Must-Try Dutch Cuisine
Our list includes examples of traditional Dutch food that we liked best. In our discovery of the local fare, we tried to find real Dutch food – and often asked ourselves, “What do the Dutch eat?” – because we were most interested in eating typical Dutch dishes.
In our education of typical Dutch food, we learned the word ‘lekker.’ There doesn’t seem to be a direct English translation, but the word ‘lekker’ is closest to ‘yummy’ – and we can assure you, Dutch cuisine is lekker!
Let’s get straight to the point: The cheese in the Netherlands is ah-mazing. Cheese shops, Dutch delicatessens – and the grocery store – stock everything from large round slabs down to tiny wedges. Soft cheese, hard cheese, old or young…we like them all.
The country’s specialty is Gouda, named after the city where it originated, but pronounced how-dah – and is nothing like Gouda cheese in America. There are different types based on age; our preference is the Oude (Old) cheese that has aged 10-12 months. Cheese crystals crunch between our teeth and the pungent, but oh-so heavenly, taste lingers long after the cheese is gone.
Pro Tip: One of the best things about Netherlands cheese shops is it is custom to offer samples. In fact, every cheese shop in Amsterdam that we visited had bowls of cheese nibbles for shoppers to try. The best cheese was sampled in Amsterdam was at Reypenaer Proeflokaal, a local cheese tasting room where visitors can consume fresh-sliced cheese as they peruse the goods. Want to really enhance the experience? Join one of their wine and cheese tastings! Get the details!
Stamppot (Mash Pot)
Stamppot is comfort food at its best – and it reigns as the Netherlands national dish. It is so simple that we were suspect as to how flavorful it would be, yet we were completely blown away by the incredible taste. The traditional Dutch dish has a potato base and is prepared with vegetables, according to taste (so you might find that traditional Dutch recipes for Stamppot vary slightly). Basic ingredients – white potato, sweet potato, carrots, onion and cabbage – are simmered in a pot, mashed and topped with rookworst (smoked sausage). Add a shake or two of salt and pepper and a typical Dutch meal is served!
Pro Tip: We made Stamppot several times at home – as it is one of the easiest Dutch dinner recipes to make. Because the ingredients are international staples, this is one of the typical Dutch dishes that can be made almost anywhere in the world! If you want to try to make it at home, we included this Netherlands food recipe at the end of the post!
Erwtensoep (Pea Soup)
When we reunited with our Dutch friend, she came bearing gifts – including Netherlands typical food: erwtensoep. We’ve never been a big fans of pea soup, but when Dutch food experts (and by that, we mean Dutch people, like our friend, Leonie) tell us erwtensoep is one of their favorite traditional Dutch meals, we go ahead and try it. We are glad we did, because erwtensoep isn’t like any pea soup we’ve had before.

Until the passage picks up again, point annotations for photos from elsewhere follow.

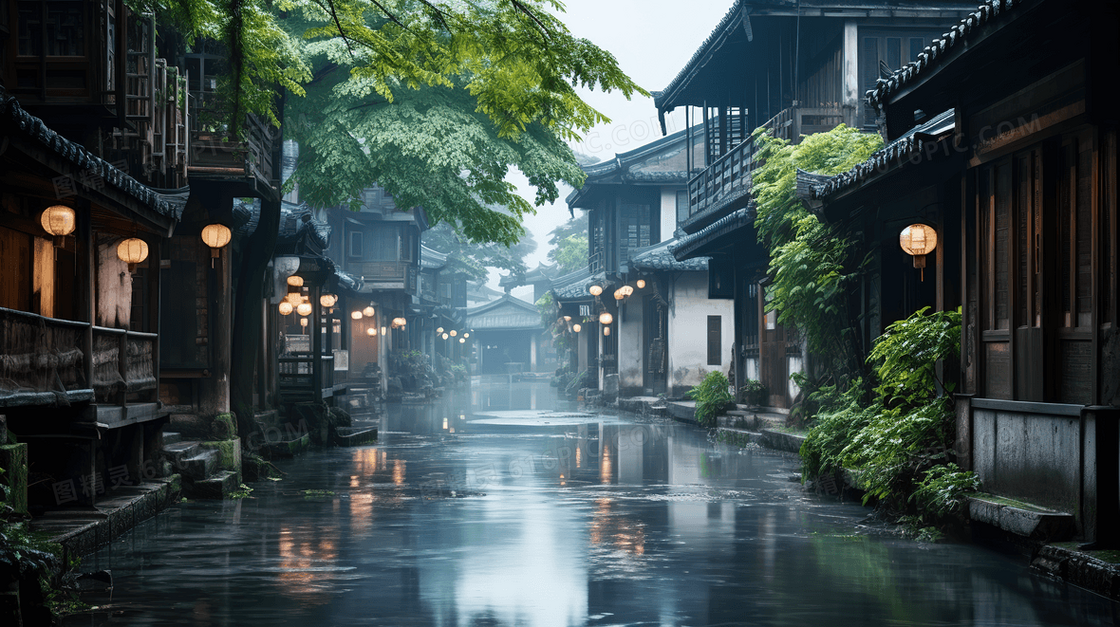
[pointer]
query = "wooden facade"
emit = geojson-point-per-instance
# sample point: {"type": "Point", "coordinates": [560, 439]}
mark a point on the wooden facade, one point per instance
{"type": "Point", "coordinates": [793, 71]}
{"type": "Point", "coordinates": [1019, 181]}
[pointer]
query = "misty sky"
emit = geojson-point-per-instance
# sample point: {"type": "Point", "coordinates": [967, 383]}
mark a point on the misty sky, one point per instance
{"type": "Point", "coordinates": [652, 40]}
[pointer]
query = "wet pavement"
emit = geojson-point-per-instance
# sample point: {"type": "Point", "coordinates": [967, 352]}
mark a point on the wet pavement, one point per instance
{"type": "Point", "coordinates": [502, 506]}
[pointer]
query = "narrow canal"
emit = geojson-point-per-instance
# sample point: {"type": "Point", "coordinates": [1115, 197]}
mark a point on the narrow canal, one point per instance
{"type": "Point", "coordinates": [501, 506]}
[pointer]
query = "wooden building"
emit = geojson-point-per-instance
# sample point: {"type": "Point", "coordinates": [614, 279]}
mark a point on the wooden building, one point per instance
{"type": "Point", "coordinates": [793, 68]}
{"type": "Point", "coordinates": [1015, 166]}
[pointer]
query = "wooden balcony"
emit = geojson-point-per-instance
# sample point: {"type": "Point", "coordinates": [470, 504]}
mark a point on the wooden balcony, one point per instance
{"type": "Point", "coordinates": [722, 187]}
{"type": "Point", "coordinates": [298, 377]}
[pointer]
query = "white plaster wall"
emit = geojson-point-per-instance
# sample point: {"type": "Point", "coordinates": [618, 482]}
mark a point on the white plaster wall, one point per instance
{"type": "Point", "coordinates": [689, 308]}
{"type": "Point", "coordinates": [631, 345]}
{"type": "Point", "coordinates": [668, 212]}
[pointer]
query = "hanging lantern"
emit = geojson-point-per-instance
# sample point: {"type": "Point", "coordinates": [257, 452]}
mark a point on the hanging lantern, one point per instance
{"type": "Point", "coordinates": [918, 240]}
{"type": "Point", "coordinates": [216, 236]}
{"type": "Point", "coordinates": [132, 251]}
{"type": "Point", "coordinates": [58, 221]}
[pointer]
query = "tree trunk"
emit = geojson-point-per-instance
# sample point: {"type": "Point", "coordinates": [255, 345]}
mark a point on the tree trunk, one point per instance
{"type": "Point", "coordinates": [255, 253]}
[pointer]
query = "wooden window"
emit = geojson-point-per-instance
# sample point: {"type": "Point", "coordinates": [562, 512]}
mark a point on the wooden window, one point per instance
{"type": "Point", "coordinates": [715, 339]}
{"type": "Point", "coordinates": [682, 206]}
{"type": "Point", "coordinates": [356, 244]}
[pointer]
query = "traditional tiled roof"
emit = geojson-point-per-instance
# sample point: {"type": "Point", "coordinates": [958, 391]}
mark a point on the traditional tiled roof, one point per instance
{"type": "Point", "coordinates": [904, 148]}
{"type": "Point", "coordinates": [683, 246]}
{"type": "Point", "coordinates": [431, 259]}
{"type": "Point", "coordinates": [734, 15]}
{"type": "Point", "coordinates": [935, 53]}
{"type": "Point", "coordinates": [83, 159]}
{"type": "Point", "coordinates": [574, 286]}
{"type": "Point", "coordinates": [660, 256]}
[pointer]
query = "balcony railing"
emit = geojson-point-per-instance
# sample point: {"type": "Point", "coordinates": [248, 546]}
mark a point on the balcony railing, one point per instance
{"type": "Point", "coordinates": [44, 361]}
{"type": "Point", "coordinates": [724, 183]}
{"type": "Point", "coordinates": [297, 375]}
{"type": "Point", "coordinates": [123, 363]}
{"type": "Point", "coordinates": [796, 121]}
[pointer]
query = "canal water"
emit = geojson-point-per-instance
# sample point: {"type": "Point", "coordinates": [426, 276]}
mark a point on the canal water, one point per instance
{"type": "Point", "coordinates": [503, 506]}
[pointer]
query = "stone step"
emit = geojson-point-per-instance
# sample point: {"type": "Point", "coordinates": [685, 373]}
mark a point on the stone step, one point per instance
{"type": "Point", "coordinates": [220, 486]}
{"type": "Point", "coordinates": [355, 436]}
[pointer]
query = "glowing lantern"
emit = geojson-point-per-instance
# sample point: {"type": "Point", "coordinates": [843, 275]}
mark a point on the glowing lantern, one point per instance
{"type": "Point", "coordinates": [918, 240]}
{"type": "Point", "coordinates": [58, 221]}
{"type": "Point", "coordinates": [132, 251]}
{"type": "Point", "coordinates": [216, 236]}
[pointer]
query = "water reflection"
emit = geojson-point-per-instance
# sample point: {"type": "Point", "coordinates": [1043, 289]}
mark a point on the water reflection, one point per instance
{"type": "Point", "coordinates": [520, 511]}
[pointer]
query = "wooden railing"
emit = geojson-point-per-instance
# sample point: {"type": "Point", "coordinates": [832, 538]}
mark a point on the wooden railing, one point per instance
{"type": "Point", "coordinates": [39, 357]}
{"type": "Point", "coordinates": [725, 181]}
{"type": "Point", "coordinates": [297, 373]}
{"type": "Point", "coordinates": [123, 363]}
{"type": "Point", "coordinates": [796, 121]}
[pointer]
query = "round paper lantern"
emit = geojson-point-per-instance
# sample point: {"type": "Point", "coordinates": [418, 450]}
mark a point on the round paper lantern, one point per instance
{"type": "Point", "coordinates": [58, 221]}
{"type": "Point", "coordinates": [216, 236]}
{"type": "Point", "coordinates": [132, 251]}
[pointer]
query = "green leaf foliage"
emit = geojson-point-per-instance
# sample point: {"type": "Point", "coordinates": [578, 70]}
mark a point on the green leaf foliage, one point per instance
{"type": "Point", "coordinates": [811, 262]}
{"type": "Point", "coordinates": [893, 434]}
{"type": "Point", "coordinates": [711, 398]}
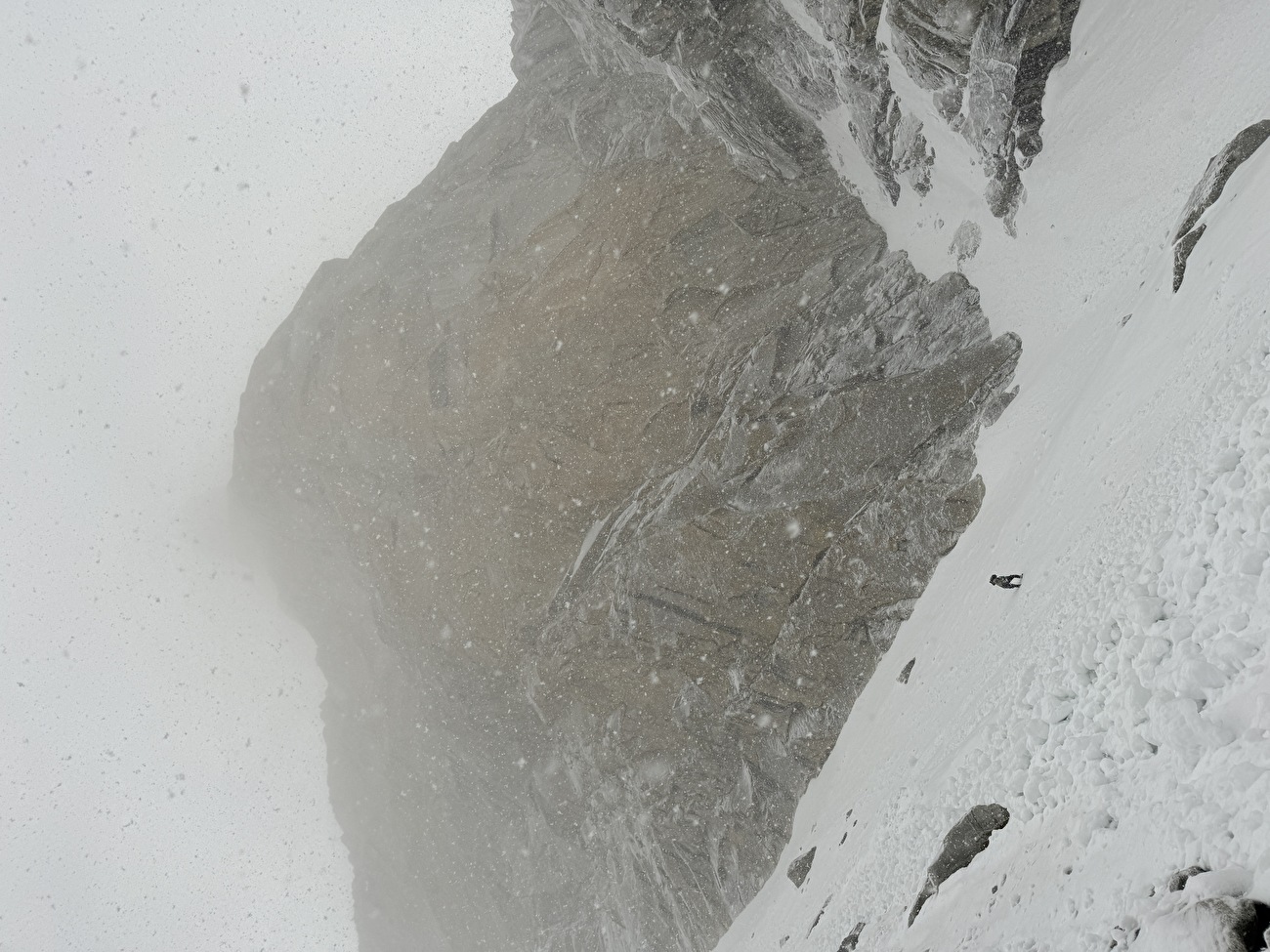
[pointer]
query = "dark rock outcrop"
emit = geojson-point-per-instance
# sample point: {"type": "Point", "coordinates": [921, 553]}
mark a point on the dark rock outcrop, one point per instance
{"type": "Point", "coordinates": [906, 672]}
{"type": "Point", "coordinates": [987, 62]}
{"type": "Point", "coordinates": [604, 471]}
{"type": "Point", "coordinates": [800, 868]}
{"type": "Point", "coordinates": [1222, 923]}
{"type": "Point", "coordinates": [1209, 188]}
{"type": "Point", "coordinates": [762, 76]}
{"type": "Point", "coordinates": [961, 845]}
{"type": "Point", "coordinates": [852, 938]}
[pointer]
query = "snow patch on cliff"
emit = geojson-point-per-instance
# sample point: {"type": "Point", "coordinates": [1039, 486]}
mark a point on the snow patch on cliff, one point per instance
{"type": "Point", "coordinates": [1119, 703]}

The thick soup is almost like a paste and variety of vegetables accompany the peas, saving it from tasting solely of peas. The soup is commonly served with sliced rookworst, a Dutch meat, on top – and we couldn’t help but add a little shredded cheese, too (because, when in the Netherlands…).
Rookworst (Smoked Sausage)
It took us a while to warm up to rookworst, which is actually hard to believe considering our affection for savory smoked sausages. The problem was that the Dutch meat sits on an unrefrigerated shelf at the grocery store – and, quite frankly, the idea of unrefrigerated meat makes us squeamish (even if it is smoked and vacuum-packed). Once we got over our ridiculous hang up, we started indulging. In addition to piling it on Stamppot and Erwtensoep, we’ve mixed it in with pasta and rice dishes, too.
Kibbeling (Fried Fish)
We try not to make it a habit of eating fried food, but in the Netherlands, Kibbeling – little nuggets of deep fried fish – are too good to pass up. The Dutch street food – served from trailers often parked in market square – comes with a creamy (and caloric) mayo-based dipping sauce.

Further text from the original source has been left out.